Parents joke through their teeth about bedtimes, but it’s not really a joke. It’s a well-known fact that for parents, bedtime is the absolute worst time of the day. For our family specifically, it seems like everything can be going great, everyone is enjoying themselves, baths are silly, reading books is cuddly and sweet, they want to give a bunch of hugs and kisses, we leave their room smiling and happy…we sit down on the couch, take a deep breath, and before we can even release it, one kid is wandering out into the living room to ask if he can eat your dinner (food he wouldn’t deign to touch if it was served to him at 6pm), or the other kid is calling lustily from her crib, “I need a stuffed animal from the hammock!
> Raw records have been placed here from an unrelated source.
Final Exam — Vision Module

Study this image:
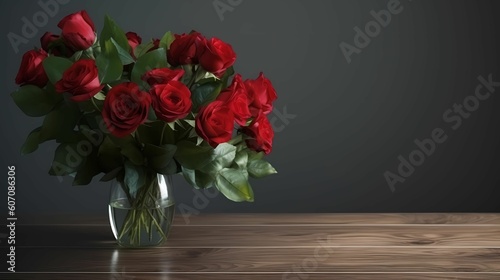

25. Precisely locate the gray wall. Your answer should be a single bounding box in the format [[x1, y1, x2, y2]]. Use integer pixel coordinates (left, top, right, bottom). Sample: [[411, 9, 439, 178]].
[[0, 0, 500, 215]]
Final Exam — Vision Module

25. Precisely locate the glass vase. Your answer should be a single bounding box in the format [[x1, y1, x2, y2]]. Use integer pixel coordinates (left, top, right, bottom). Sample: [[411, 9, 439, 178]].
[[108, 173, 175, 248]]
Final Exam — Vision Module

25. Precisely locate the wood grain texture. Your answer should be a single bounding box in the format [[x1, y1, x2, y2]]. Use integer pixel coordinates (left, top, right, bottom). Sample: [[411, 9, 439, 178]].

I need a new diaper! MOOOOOOMMMMMMYYYYYY! What do deers eat?”

A casualty of having children who get more mobile and aware has been relaxing evenings where Drew and I are able to have long conversations that traverse many topics and end with a satisfying conclusion. Whether kids are awake, asleep, or in that in-between period (which seems to last HOURS), we’re constantly being interrupted in sentence, thought, or bite of dinner we put off until 8pm.

I realized this Sunday that it makes me question everything I say. Because if I’m going to be interrupted, I don’t want to have to come back, going, “What was I saying?” and be reminded that it was something stupid or pointless. Which is unfortunate, because I think a lot of nighttime unwinding conversation is just little stories about your day or something you saw online or something weird someone said, stories that don’t necessarily have a lot of heft.

On Sunday, I was in the middle of trying to tell Drew about the Neil Patrick Harris / Rachel Bloom Tony Awards Twitter drama (I’m on Rachel Bloom’s side all the way here), and halfway through reading NPH’s tweet out loud, my eldest child comes marching out of his room to see…I don’t even know. I have no idea what he wanted. Because I leapt up off the couch and literally chased him back to his room, crying desperately, “I just want to tell a joke! I just want to get through a SINGLE STORY WITHOUT BEING INTERRUPTED!”

After that I couldn’t even finish the story. Like, what was even the point of what I was saying. It’s so embarrassing to be second-guessing what you’re saying – to have to come back and say, “Okay, settle back in while I read you the second half of the tweet – and then what Rachel said!” That’s just stupid.

To Drew’s credit, he waited about two hours, and then said kindly, “Can you please do me a favor? And finish your Neil Patrick Harris / Rachel Bloom story?” And I did. But I’m not gonna lie – it didn’t hold the same pleasure for me that it would have if I’d gotten through it in the moment. But I have faith that one day I’ll be free to read tweets out loud to Drew, and I’m sure he’s as eager as I am for that day to come. Because what could be more fun for him?